I am running into an interesting issue. I initially started diving into it here:
https://github.com/andrewplummer/Sugar/issues/78
But found out the vanilla JS produces the same issue. Whenever I store a date (no timestamp) and then I go to retrieve that date and format it, its a day behind. There is a simple example in the case, I can get you more info if you need. I'm central time. Here is a snippet of a stored doc in MongoDB that will be a date behind when I format it (e.g. getDate()).

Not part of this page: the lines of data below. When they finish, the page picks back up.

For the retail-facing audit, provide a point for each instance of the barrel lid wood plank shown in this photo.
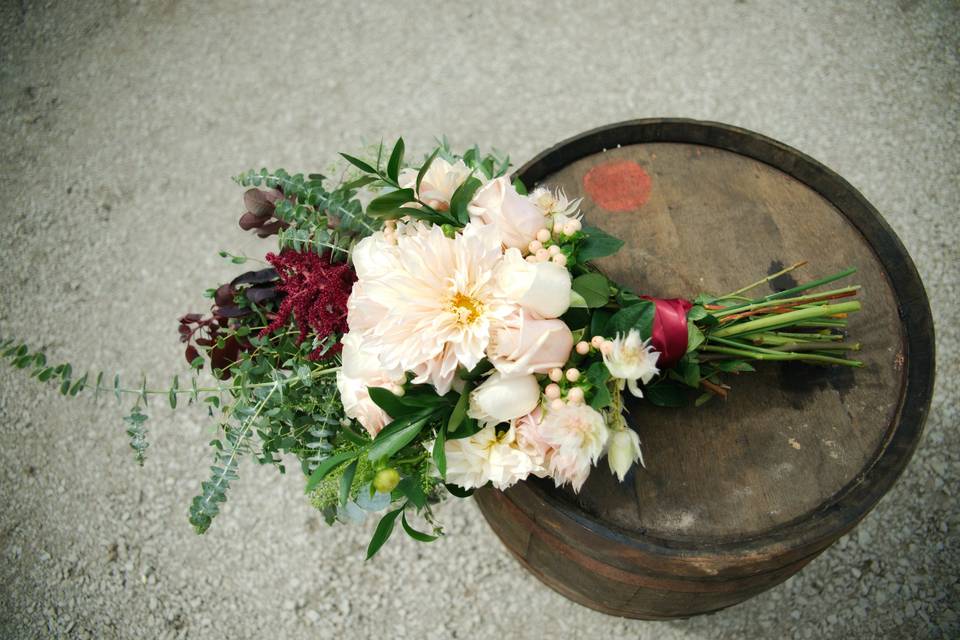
(737, 495)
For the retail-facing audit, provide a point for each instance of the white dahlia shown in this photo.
(426, 304)
(487, 457)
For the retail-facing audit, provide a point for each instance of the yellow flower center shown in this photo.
(465, 308)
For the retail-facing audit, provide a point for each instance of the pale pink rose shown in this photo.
(515, 216)
(543, 288)
(525, 344)
(578, 435)
(361, 369)
(502, 398)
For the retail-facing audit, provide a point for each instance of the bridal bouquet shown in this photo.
(431, 329)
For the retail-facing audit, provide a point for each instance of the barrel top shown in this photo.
(710, 208)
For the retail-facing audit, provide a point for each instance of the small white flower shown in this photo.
(623, 449)
(556, 206)
(632, 359)
(487, 457)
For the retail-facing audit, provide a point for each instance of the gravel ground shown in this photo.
(122, 122)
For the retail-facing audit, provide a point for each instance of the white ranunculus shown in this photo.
(487, 457)
(577, 434)
(542, 288)
(516, 217)
(525, 344)
(361, 369)
(439, 183)
(623, 449)
(502, 398)
(555, 205)
(632, 359)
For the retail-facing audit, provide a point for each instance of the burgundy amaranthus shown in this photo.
(316, 293)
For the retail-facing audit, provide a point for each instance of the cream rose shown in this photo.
(543, 288)
(525, 344)
(362, 369)
(516, 217)
(502, 398)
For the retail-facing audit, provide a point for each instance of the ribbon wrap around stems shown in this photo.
(669, 335)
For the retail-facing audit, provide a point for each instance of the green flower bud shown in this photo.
(386, 480)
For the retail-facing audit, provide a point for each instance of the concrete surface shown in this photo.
(121, 123)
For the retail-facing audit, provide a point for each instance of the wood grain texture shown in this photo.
(738, 495)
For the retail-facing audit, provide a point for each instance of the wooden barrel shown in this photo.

{ "_id" : ObjectId("4eeb6c1822501a661600003b"),
"dateExample" : ISODate("2011-12-19T00:00:00Z")
}
Does mongoose store UTC dates to MongoDB or is there some other reason why this would be?
this happens independently of mongodb or mongoose. adjusting for your timezone will correct it. we use node-time for all our dates.
Thanks for your response, I'm unsure how to do this, are you referring to a system level adjustment or within the node code itself? Do you have an example?
we store the users timezone and use the date helper methods provided by node-time to adjust them accordingly. something like
var time = require('time')(Date);
User.findById(id, function (err, user) {
var date = new Date;
date.setTimezone(user.timezone)
// use the date
})
Thanks, that's super helpful!
@aheckmann how do you recommend storing dates (no timestamp) in mongo? (i.e. timezone shouldn't matter)?
ahh i think i got it, I can just format it as a UTC date when I want the "date" part to match what's in the database
i have a field like this....
"addedOn" : ISODate("2016-03-10T14:18:55.339Z")
and i wanna get count of data which are inserted today. how to get that????
Use $gte : moment.utc().startOf('day').toDate() and $lte: moment.utc().endOf('day').toDate()
how do i can store data with and without time??? like one field with datetime and another field only with date.
No way to do that right now. In the past I've just stored dates as a string in 'YYYYMMDD' format (like '20160317'). This has the nice feature that you can still sort by date and use ordering operators like $gt.
I need help to fetch data from mongodb using mongoose. I have to weekly data in graph. So If today is monday means i need data from last monday to this monday(today) and if today is tuesday means i need to show data from last tuesday to this tuesday(today). Help me pls.
@nasr18 MyModel.find({ timestamp: { $gte: moment().subtract(7, 'days').toDate(), $lte: moment().toDate() } });
Or use https://www.npmjs.com/package/mongodb-moment to make the toDate()
call unnecessary
Use $gte : moment.utc().startOf('day').toDate() and $lte: moment.utc().endOf('day').toDate()
Thanks man this made my day.
Most helpful comment
No way to do that right now. In the past I've just stored dates as a string in 'YYYYMMDD' format (like '20160317'). This has the nice feature that you can still sort by date and use ordering operators like $gt.